# Transfer learning application using `fastai`

Libraries built on top of `pytorch` such as `fastai` provide easy ways of using pre-trained models. The next snippets of code use a pre-trained `mobilenet` network and re-trains the last layer to classify our fossil dataset.

In [None]:
from fastai.vision import ImageDataBunch, models, accuracy, cnn_learner, ClassificationInterpretation

Load the data using the `ImageDataBunch` object. Its method `from_folder` needs as an argument the parent directory where the images are. Note that it'll infer classes and will take care of processing all images so that they're consistent for training. You can also specify the location of a validation dataset in that directory. There are various other `from_` methods available. Check them out in the `fastai` [docs](https://docs.fast.ai/vision.data.html#ImageDataBunch).

## Data loading - Local

You can get the data here >> https://swung-data.s3.amazonaws.com/fossilnet/fossilnet-png-224px.zip

In [None]:
import glob

len([f for f in glob.glob("../data/fossils/fossilnet-png-224px/train/*/*")])

In [None]:
from PIL import Image

Image.open('../data/fossils/fossilnet-png-224px/train/ammonites/00001.png')

In [None]:
data_dir = '../data/fossils/fossilnet-png-224px/'

## Data loading - GDrive

You will need to add this folder to your Google Drive: https://drive.google.com/drive/folders/14lrVjhBQP7z4eGP4mAQetPC-KD0a0RMo?usp=sharing

This next cell is for loading the data on Google Drive:

In [None]:
import glob
from google.colab import drive

drive.mount('/content/gdrive')

len([f for f in glob.glob("/content/gdrive/My Drive/fossilnet/train/*/*.png")])

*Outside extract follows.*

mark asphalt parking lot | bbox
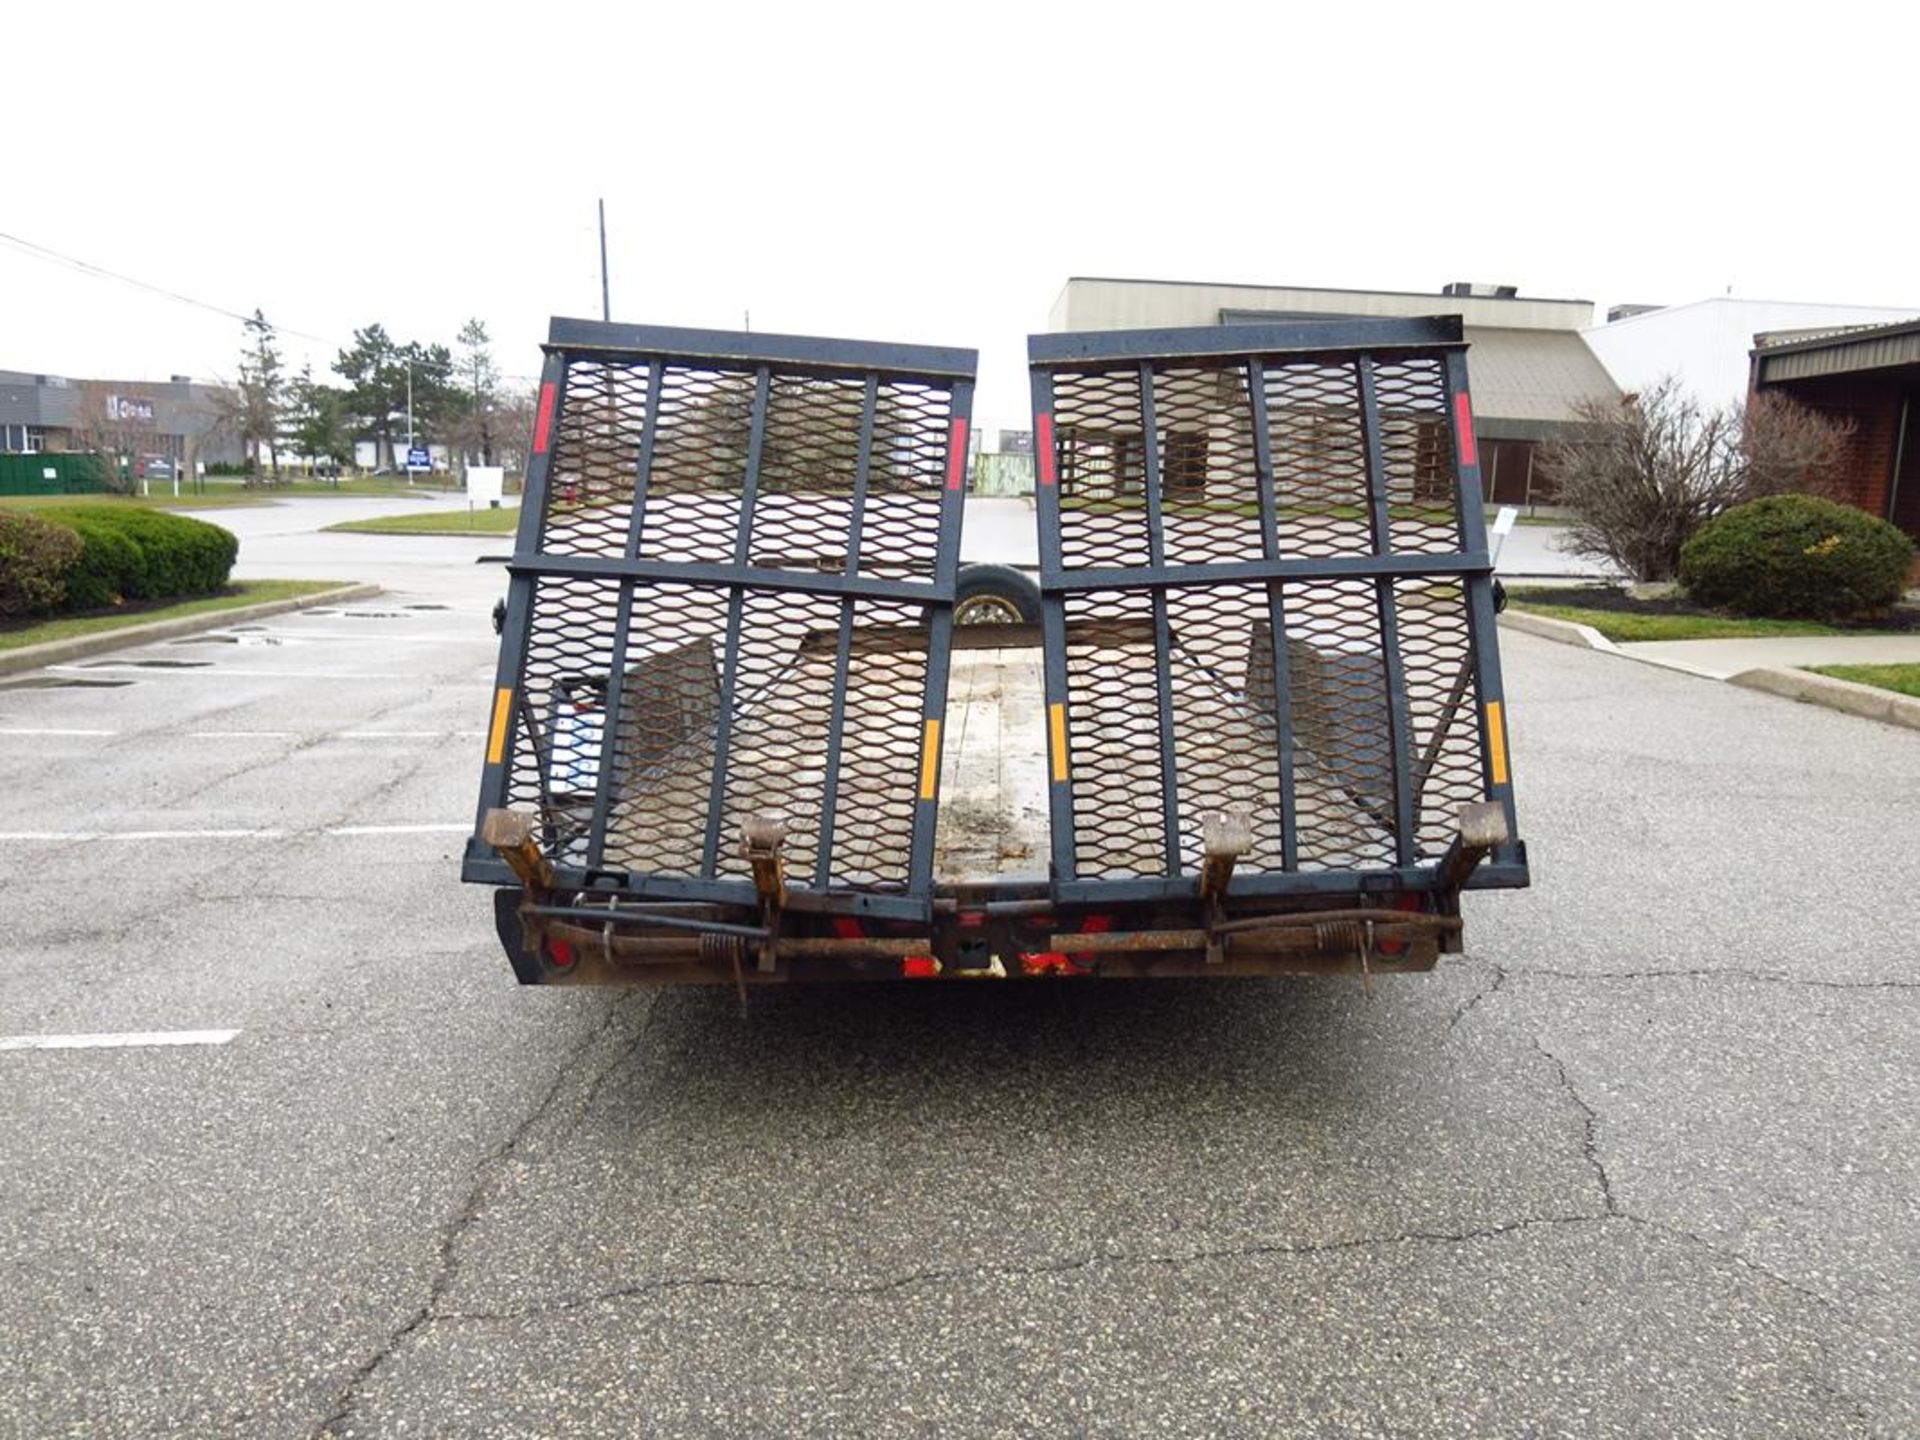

This target directory contains:

In [None]:
ls "/content/gdrive/My Drive/fossilnet/"

Inside each of those there's a per-class folder containing al the image files:

In [None]:
ls "/content/gdrive/My Drive/fossilnet/train"

In [None]:
from PIL import Image

img = Image.open('/content/gdrive/My Drive/fossilnet/train/ammonites/00001.png')
img

In [None]:
data_dir = "/content/gdrive/My Drive/fossilnet/"

## Make a `fastai` dataset

We can instantiate the `ImageDataBunch` object to collect all images like this:

In [None]:
data = ImageDataBunch.from_folder(data_dir,
                                  valid='val',
                                  size=128,
                                  classes=['ammonites', 'plants', 'fishes', 'trilobites'],
                                 )

We can create a "learner" object using a pre-trained network using the `cnn_learner` function. Note that this is where we specify what trained network we want to use and what metrics we want to track. Check out what other parameters and options there are in the fastai [docs](https://docs.fast.ai/vision.learner.html)

In [None]:
dir(models)

In [None]:
cnn = cnn_learner(data, models.mobilenet_v2, metrics=accuracy)

Finally, train the learner. It'll take a few minutes.

In [None]:
cnn.fit(5)

In [None]:
from fastai.basics import DatasetType

cnn.show_results(DatasetType.Train)

## Inference

We can make a prediction on a single image. The model 'knows' that it has to resize the image, etc.

In [None]:
from fastai.vision import open_image
import requests
import io

In [None]:
r = requests.get("https://geology.com/articles/green-river-fossils/fossil-fish-lg.jpg")
    
item = open_image(io.BytesIO(r.content))

cnn.predict(item)

In [None]:
cnn.data.classes

## More evaluation tools

`fastai` also provides supporting objects to asses the quality of the predictions. Below, we'll use it to visualize the predictions of the worst performing classifications based on the training loop we ran above

In [None]:
interp = ClassificationInterpretation.from_learner(cnn)

In [None]:
interp.confusion_matrix()

In [None]:
interp.plot_top_losses(9, figsize=(12,12))

# 'Probability' is the P of the actual class.